I only think it should be merged currently if the stakeholders are all comfortable merging it (and we are ready to revert the PR and bugfix in the case a fundamental numerical break is discovered). Otherwise fixing our GPU platform integrated tests in develop is a blocker.
What kind and how many failures are we talking about?
The mem-aware packing branch was functionally complete and ready-to-go, the only reason it hasn't been merged has been related to failures of integrated tests (in develop) on our primary GPU test platform. Without the ability to verify develop itself is fully functional, I can't provably guarantee this branch is bug-free on GPU platforms. Being such a low-level infrastructure functionality means without being able to show it doesn't alter our numerical baselines or invalidate our test results in some way, it wouldn't be advisable to merge it using our standard PR procedures. Essentially I cannot provide the level of guarantee I usually would to a major infrastructure PR, though am obviously fully invested in fixing bugs if they present themselves. I only think it should be merged currently if the stakeholders are all comfortable merging it (and we are ready to revert the PR and bugfix in the case a fundamental numerical break is discovered). Otherwise fixing our GPU platform integrated tests in develop is a blocker.
What kind and how many failures are we talking about?
Many. Mostly failure to converge and restart-check failures due to linear solver parameter differences. However there are also out of memory errors etc which are nondeterministic and indicate to me that our lsf launch params or scheduling is faulty in some way. So the set of failing tests (on develop) changes each time you run, combined with the restartcheck failures meaning that basically none of the test groups succeeds so -a continue won't really allow repeated invocations of the test suite to eventually succeed despite the launch/scheduling issues (when I ran on develop on mon/tues this week, 4 test groups passed on the first run, out of hundreds).
None of this is immediately indicative of problems with the code, but instead with the scheduling and the test suite restartcheck baselines including the linear solver parameters which often necessarily differ between CPU and GPU platforms.
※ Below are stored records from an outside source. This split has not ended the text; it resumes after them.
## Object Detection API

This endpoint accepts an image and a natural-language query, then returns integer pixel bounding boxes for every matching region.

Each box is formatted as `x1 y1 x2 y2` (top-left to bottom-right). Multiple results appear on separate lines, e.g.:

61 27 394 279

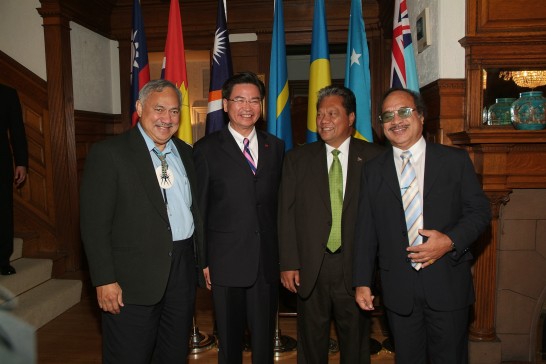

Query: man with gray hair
81 80 204 364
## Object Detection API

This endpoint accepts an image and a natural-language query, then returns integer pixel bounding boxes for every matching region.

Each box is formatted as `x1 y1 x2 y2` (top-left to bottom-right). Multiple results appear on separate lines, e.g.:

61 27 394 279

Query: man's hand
97 282 123 314
281 270 300 293
203 267 212 290
355 286 375 311
13 166 27 186
406 229 451 268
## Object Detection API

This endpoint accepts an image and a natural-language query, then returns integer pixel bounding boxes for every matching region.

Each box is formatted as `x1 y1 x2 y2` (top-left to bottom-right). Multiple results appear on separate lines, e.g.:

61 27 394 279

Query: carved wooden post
38 0 81 270
469 190 510 341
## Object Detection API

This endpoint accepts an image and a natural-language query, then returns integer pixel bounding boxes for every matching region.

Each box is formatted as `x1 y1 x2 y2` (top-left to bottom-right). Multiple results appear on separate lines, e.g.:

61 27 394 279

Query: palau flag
267 0 292 150
129 0 150 126
391 0 419 92
345 0 373 142
306 0 332 143
161 0 193 144
205 0 233 134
Unfortunately the nondetermistic nature of the failures and inability to -a continue precludes the ability to meaningfully compare the sets of failures between develop and this branch.
We can/should add the linear solver params to the whitelist of allowed baseline differences, which might help the -a continue issue and at least get us to a point where the only failures are nonconvergence issues, which might be comparable between develop and the branch. It'll probably just be a slow process, I'll see whether this approach is feasible.
@arng40 You need to alter or add a unitTest / integratedTest to cover your code.
@arng40 once you have added the test that @MelReyCG is requesting, please ping @wrtobin, @CusiniM and @rrsettgast to have this PR merged at a time where we could easily revert it if necessary (cf. @wrtobin's comment).
Does unit tests & staircase_3d run on P3?
@arng40 @MelReyCG what is the status of this PR?
why StatOutputController is needed and not statistics doing all that by itself?
@paveltomin the merge will be very hard for me since in #2968 introduce packing for vector and merge that alongside Bill's work is complicated or I can restart with the develop with another pr and try to cherry pick
@paveltomin The status of this PR is in pause. We have a pretty blocking issue on some target platform which block us to pack "1D" arrays (to output them in HDF5) from GPU. I took a pretty long time to debug it already, but did not achieve to precisely find the source of the issue. I suspect not correctly aligned data, or something related. I'm on other tasks right now but will come back to it later.